Kuruluşumuzdan bu yana ödün vermediğimiz konuların başında, müşterilerimize en taze ve lezzetli ürünleri sunmak geliyor. Bu doğrultuda hem ürünlerimizin ideal depolama şartlarının sağlanması hem de mağazalarımıza teslimine kadarki soğuk zincir sürecinin kırılmadan tamamlanması için özel donanımlı depo ve araçlar kullanıyoruz. Depo ve araçların yanı sıra, mağaza talep planlama ve üretim ile dirsek teması halinde çalışıyor, bunu da Kahve Dünyası’nın teknolojik altyapısı ile destekliyoruz. Bu sayede minimum stokla en taze ürünleri sunarak müşteri memnuniyetimizi artırıyoruz. Diğer yandan minimum stok ile çalışmak, minimum zayi anlamına da geliyor ve bu durum maliyetlerimizi ciddi oranda azaltıyor.

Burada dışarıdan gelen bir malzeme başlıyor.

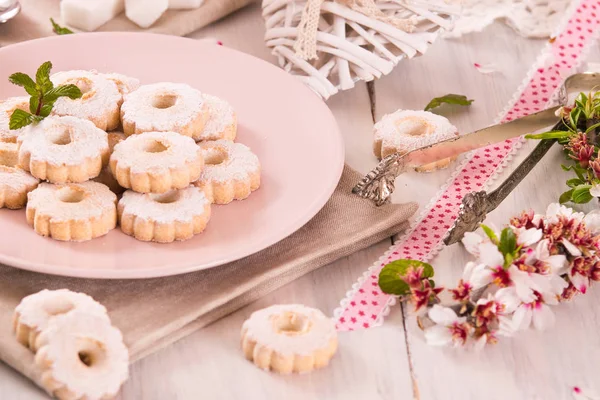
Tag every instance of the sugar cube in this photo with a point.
(145, 12)
(184, 4)
(89, 15)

Süreçlerinizi iyileştirmek için devreye aldığınız projelerden ve elde ettiğiniz kazanımlardan söz eder misiniz?
Süreçlerimizi iyileştirmek adına hayata geçirdiğimiz iki projeden söz edebiliriz. Yurt içi mağazalara dağıtım operasyonunu şirketimizin özmal araç ve personeli ile gerçekleştiriyorduk. Bu durum verimliliğimizi ve maliyetlerimizi etkiliyordu. Bu nedenle dağıtımı outsource etme kararı aldık ve ilk etapta maliyetlerde avantaj elde ettik. Bunun yanında, verimliliğin raporlarla takip edildiği, olası risklerin (kaza, rapor, iş bırakma, tazminat yükü vb) azaltıldığı, daha izlenebilir ve sürdürülebilir esnek bir yapının hayatımıza geçirilmesini sağladık. Bu proje ile LODER ve SCP Club iş birliğiyle düzenlenen yarışmada, 2018 yılının “En Etkili Tedarik Zinciri Profesyoneli” ödülüne layık görüldüm. Kahve Dünyası’nın vizyonu, ileri teknoloji yatırımları ve yeniliklere açık oluşu, bizleri iyi projeler üretmeye sevk ediyor. Bu ödülü de bu doğrultuda değerlendiriyorum.
Bu alandaki ikinci projemiz ise “Stok Optimizasyonu” oldu. Mağazalarımız ve tüm depolarımızdaki çikolata ürünlerini optimum stok seviyelerine çekmek ve bunun sürekliliğini sağlamak adına satış operasyon departmanımızla birlikte bir proje başlatarak stok süreçlerimizi yeniden ele aldık. Stok yönetimine teknolojiyi daha fazla entegre ederek konuyla ilgili departmanların bağlantısını güçlendirdik. Yaklaşık dört aylık süre içinde hem mağazalardaki atıl stok seviyeleri azaltıldı hem stok yönetiminin ne kadar önemli olduğu konusunda farkındalık artırıldı hem de maliyet avantajı sağlandı.
YILDA 15 BİN TON
SEVKİYAT YAPIYOR
Yılda ne kadarlık bir ürün sevkiyatı yapıyorsunuz? Lojistik şirketlerinden destek alıyor musunuz? Bu alanda iş ortaklarınızı seçerken en temel kriterleriniz neler?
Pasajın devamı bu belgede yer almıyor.